Back in Santa Edviges, one community among hundreds that craving affordable access to potable water, the community celebrates. Five residents who were arrested in the Sept. 7 protest were released with all charges dropped. And the community won a rare signed agreement with ANDA to commit the state-run company to assume control of their small water system. People were generally satisfied with their tactics, but fear repression and possible sabotage by Sabrissa, the former owner.

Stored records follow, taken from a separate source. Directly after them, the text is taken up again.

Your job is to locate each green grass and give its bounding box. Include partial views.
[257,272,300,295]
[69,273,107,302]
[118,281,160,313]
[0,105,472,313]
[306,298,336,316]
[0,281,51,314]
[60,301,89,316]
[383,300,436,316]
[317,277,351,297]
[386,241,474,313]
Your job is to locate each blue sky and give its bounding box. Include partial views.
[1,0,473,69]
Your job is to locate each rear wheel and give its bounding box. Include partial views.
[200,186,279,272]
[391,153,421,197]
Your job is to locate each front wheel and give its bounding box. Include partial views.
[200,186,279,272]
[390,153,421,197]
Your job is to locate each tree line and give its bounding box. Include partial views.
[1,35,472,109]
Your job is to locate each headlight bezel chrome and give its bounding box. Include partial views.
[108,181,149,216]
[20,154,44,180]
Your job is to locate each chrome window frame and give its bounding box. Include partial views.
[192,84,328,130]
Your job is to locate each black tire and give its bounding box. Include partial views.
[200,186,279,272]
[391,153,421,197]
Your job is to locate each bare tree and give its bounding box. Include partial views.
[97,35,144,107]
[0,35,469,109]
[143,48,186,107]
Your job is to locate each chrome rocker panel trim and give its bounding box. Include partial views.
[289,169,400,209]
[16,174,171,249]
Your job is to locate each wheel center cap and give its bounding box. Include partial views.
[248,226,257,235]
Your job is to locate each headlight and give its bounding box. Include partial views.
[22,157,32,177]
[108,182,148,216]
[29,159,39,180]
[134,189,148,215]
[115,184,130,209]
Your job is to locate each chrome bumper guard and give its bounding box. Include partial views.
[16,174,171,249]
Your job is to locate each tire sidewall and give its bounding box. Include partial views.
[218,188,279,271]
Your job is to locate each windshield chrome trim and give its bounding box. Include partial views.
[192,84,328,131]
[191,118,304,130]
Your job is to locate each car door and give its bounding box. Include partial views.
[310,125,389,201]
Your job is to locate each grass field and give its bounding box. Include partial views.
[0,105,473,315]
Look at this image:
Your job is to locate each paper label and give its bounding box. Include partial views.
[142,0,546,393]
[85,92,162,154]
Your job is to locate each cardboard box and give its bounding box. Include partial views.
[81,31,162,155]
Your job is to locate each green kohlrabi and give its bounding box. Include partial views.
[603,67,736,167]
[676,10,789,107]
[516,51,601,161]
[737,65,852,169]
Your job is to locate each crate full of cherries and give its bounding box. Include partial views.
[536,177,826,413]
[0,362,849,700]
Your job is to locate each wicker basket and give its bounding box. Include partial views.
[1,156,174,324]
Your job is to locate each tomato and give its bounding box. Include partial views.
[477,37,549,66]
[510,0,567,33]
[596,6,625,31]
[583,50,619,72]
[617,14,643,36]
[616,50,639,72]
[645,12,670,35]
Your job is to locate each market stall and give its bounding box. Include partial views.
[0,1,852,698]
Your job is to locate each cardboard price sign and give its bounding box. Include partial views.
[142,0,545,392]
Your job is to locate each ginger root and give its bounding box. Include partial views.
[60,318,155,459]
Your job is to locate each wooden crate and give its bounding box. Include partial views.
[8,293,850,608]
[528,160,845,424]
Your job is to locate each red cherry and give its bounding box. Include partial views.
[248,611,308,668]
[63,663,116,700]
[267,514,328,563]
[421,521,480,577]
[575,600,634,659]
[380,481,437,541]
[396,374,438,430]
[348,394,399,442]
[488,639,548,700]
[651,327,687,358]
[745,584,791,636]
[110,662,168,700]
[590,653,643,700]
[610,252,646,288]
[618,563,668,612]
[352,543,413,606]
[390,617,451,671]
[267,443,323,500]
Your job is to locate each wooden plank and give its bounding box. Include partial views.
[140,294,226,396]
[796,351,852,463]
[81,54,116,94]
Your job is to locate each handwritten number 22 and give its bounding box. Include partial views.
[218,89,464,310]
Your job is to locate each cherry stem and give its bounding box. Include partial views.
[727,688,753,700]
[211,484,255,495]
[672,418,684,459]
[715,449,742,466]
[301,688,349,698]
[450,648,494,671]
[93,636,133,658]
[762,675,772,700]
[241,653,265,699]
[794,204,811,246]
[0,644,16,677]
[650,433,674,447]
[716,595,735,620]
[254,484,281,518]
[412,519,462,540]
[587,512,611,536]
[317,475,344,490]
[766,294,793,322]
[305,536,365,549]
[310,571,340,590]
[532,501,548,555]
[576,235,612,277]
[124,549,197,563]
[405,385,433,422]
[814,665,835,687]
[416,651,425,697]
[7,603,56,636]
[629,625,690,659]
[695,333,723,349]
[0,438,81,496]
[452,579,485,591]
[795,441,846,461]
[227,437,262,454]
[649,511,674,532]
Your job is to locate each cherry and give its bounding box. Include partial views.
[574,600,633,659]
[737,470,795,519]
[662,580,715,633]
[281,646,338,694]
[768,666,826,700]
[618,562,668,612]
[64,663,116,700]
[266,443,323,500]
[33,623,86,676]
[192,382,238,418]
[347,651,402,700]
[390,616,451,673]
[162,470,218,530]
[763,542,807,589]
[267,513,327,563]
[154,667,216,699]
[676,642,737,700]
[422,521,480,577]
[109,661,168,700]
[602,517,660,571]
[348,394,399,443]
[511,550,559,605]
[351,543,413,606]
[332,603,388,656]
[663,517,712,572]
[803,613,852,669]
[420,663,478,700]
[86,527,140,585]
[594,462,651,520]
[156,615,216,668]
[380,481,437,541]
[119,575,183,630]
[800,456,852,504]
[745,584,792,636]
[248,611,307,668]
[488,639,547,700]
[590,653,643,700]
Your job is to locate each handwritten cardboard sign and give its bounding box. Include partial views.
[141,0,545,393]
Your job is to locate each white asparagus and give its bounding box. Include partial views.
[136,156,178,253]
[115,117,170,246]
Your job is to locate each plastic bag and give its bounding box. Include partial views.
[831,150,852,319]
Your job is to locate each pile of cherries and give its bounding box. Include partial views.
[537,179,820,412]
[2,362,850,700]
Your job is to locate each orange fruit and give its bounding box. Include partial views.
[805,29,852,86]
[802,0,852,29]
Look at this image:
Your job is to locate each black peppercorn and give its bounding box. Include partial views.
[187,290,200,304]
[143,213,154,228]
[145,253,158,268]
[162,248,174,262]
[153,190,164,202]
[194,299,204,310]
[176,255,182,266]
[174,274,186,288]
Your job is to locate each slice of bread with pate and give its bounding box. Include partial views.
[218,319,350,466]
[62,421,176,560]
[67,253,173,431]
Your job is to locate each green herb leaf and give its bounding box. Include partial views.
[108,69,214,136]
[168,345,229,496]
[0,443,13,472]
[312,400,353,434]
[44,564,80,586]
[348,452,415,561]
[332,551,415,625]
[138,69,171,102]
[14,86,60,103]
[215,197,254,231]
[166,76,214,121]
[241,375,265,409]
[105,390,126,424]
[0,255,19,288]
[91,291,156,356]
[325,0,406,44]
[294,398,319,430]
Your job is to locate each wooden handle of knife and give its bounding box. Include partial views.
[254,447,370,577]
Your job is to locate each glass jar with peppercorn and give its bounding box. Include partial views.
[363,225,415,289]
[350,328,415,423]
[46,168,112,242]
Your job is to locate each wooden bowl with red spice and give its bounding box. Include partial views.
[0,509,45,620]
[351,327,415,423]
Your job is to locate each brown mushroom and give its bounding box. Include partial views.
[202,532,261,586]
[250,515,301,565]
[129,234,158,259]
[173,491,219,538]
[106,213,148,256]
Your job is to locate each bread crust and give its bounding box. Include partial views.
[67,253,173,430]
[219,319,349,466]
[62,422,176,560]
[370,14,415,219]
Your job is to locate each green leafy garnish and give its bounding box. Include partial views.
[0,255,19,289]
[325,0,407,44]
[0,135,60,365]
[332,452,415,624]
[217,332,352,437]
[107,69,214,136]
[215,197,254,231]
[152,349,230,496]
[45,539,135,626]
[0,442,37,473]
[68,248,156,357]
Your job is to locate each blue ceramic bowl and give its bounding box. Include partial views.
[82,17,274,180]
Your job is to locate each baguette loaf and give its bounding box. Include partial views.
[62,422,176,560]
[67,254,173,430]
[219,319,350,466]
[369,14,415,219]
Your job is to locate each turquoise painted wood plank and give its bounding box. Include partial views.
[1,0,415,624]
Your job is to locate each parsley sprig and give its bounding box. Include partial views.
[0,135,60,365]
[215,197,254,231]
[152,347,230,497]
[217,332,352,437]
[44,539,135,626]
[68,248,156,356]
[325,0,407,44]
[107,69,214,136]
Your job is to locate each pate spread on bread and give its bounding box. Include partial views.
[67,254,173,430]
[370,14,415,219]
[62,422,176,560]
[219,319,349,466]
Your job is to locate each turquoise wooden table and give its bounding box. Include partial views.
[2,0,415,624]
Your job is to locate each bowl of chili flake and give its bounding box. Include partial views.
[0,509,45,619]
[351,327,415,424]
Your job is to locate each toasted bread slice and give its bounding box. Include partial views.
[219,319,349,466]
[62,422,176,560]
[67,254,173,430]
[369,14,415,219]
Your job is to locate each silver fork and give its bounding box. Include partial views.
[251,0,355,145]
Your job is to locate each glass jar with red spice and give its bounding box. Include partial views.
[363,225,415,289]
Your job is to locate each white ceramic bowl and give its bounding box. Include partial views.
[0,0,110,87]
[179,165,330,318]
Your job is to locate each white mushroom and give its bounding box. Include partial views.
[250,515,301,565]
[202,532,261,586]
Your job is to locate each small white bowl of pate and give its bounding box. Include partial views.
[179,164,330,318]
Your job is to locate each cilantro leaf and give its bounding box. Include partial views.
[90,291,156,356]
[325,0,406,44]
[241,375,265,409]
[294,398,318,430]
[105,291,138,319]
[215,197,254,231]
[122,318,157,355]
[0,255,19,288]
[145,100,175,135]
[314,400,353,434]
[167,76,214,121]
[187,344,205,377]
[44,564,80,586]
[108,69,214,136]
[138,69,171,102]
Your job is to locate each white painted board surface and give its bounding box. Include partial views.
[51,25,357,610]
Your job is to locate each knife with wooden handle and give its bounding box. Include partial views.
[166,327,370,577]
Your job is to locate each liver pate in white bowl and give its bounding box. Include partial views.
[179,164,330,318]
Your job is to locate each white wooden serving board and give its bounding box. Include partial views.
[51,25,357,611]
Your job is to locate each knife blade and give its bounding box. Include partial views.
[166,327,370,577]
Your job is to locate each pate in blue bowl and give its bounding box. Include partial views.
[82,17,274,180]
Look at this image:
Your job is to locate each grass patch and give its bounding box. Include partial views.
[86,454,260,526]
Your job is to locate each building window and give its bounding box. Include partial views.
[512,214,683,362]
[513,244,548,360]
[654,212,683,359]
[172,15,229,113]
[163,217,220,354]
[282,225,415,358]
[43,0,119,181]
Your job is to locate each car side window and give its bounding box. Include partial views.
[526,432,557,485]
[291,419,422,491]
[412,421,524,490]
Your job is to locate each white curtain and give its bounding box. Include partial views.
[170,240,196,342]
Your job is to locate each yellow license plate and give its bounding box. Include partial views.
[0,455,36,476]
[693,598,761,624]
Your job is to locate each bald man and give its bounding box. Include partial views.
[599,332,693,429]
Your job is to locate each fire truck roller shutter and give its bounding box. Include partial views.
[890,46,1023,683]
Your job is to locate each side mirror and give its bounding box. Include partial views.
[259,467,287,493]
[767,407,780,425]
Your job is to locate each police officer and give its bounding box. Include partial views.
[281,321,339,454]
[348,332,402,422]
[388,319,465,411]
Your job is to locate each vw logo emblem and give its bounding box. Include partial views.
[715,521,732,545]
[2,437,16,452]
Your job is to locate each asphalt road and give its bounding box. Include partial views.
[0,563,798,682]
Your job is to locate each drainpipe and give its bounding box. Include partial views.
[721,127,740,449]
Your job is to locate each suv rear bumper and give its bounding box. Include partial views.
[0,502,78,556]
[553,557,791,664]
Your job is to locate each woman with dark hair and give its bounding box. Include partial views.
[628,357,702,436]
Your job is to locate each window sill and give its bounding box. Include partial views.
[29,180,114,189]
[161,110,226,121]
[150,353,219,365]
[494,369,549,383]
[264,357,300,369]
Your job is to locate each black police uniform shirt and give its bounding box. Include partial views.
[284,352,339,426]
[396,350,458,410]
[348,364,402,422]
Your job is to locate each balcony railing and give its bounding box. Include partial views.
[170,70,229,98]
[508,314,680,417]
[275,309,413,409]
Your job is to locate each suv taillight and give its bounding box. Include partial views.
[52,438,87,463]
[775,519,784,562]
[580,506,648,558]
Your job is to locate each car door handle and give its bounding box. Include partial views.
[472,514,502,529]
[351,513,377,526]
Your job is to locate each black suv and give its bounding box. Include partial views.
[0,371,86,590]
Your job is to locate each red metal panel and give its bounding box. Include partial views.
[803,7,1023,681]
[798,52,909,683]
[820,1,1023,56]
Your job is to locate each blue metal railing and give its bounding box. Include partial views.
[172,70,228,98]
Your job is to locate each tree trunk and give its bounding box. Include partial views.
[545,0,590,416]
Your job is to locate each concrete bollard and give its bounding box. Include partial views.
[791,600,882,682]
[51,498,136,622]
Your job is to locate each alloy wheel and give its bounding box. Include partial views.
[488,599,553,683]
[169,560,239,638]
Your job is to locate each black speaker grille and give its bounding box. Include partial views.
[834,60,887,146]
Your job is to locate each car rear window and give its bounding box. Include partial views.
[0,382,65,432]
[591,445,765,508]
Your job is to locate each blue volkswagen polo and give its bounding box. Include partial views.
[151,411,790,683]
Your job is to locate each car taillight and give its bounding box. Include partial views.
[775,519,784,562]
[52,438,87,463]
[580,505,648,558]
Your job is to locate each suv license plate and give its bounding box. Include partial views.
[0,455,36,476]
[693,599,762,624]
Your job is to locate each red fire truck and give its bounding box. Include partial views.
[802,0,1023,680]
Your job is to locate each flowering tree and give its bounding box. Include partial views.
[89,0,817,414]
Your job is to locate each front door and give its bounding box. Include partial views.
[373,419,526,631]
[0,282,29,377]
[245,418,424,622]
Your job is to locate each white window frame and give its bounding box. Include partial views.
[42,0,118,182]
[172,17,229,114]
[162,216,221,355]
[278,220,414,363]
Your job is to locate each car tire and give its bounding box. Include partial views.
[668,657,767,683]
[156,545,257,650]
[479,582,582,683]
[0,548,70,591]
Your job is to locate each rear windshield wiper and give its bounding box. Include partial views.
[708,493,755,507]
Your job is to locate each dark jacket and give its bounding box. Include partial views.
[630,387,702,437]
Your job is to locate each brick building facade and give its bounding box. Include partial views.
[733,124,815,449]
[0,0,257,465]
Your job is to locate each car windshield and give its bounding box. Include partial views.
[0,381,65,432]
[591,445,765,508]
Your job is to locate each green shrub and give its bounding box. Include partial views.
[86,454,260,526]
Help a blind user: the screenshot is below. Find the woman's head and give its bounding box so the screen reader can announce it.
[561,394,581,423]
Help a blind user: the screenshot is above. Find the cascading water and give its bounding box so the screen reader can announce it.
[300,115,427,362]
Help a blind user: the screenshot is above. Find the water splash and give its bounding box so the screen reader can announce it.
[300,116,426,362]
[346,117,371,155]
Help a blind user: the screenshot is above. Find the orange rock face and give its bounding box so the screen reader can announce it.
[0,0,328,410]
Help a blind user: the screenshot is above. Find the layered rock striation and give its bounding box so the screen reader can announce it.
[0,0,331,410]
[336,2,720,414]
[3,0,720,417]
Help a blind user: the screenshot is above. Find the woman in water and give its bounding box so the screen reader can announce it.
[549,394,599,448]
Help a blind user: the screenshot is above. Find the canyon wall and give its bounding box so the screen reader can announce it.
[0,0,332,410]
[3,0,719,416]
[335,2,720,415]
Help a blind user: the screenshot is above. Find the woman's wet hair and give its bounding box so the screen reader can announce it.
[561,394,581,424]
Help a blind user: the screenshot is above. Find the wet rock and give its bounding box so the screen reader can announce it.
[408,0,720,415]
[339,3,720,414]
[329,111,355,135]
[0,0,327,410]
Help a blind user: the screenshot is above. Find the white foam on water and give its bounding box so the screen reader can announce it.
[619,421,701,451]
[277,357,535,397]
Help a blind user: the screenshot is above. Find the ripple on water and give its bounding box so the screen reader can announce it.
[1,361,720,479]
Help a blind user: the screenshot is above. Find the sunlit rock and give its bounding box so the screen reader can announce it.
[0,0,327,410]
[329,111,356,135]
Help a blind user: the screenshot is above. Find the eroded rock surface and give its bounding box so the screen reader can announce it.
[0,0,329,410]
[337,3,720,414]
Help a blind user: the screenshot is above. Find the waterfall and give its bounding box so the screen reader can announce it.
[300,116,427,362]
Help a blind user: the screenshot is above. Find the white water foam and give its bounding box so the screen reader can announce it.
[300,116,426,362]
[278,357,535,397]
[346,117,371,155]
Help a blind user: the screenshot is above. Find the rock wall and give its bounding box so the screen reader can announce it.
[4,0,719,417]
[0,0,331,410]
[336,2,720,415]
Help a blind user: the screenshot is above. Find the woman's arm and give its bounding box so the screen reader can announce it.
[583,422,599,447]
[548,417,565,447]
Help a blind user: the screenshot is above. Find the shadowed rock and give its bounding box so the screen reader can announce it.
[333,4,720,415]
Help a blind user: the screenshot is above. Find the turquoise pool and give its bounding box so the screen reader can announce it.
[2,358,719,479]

However, the fate of the rest of El Salvador’s water systems lies in the balance. ANDA Director Cesar Funes—a champion of the privatization cause—has signaled that the government’s Water Law is 80% complete and will be submitted for debate by El Salvador’s Legislative Assembly before the end of the year. Activists at the UNES and SETA have vowed to prevent its passage. The coming months will decide whether the future of El Salvador’s water will be decided by a central water agency, by multi-national water companies, or by the people themselves.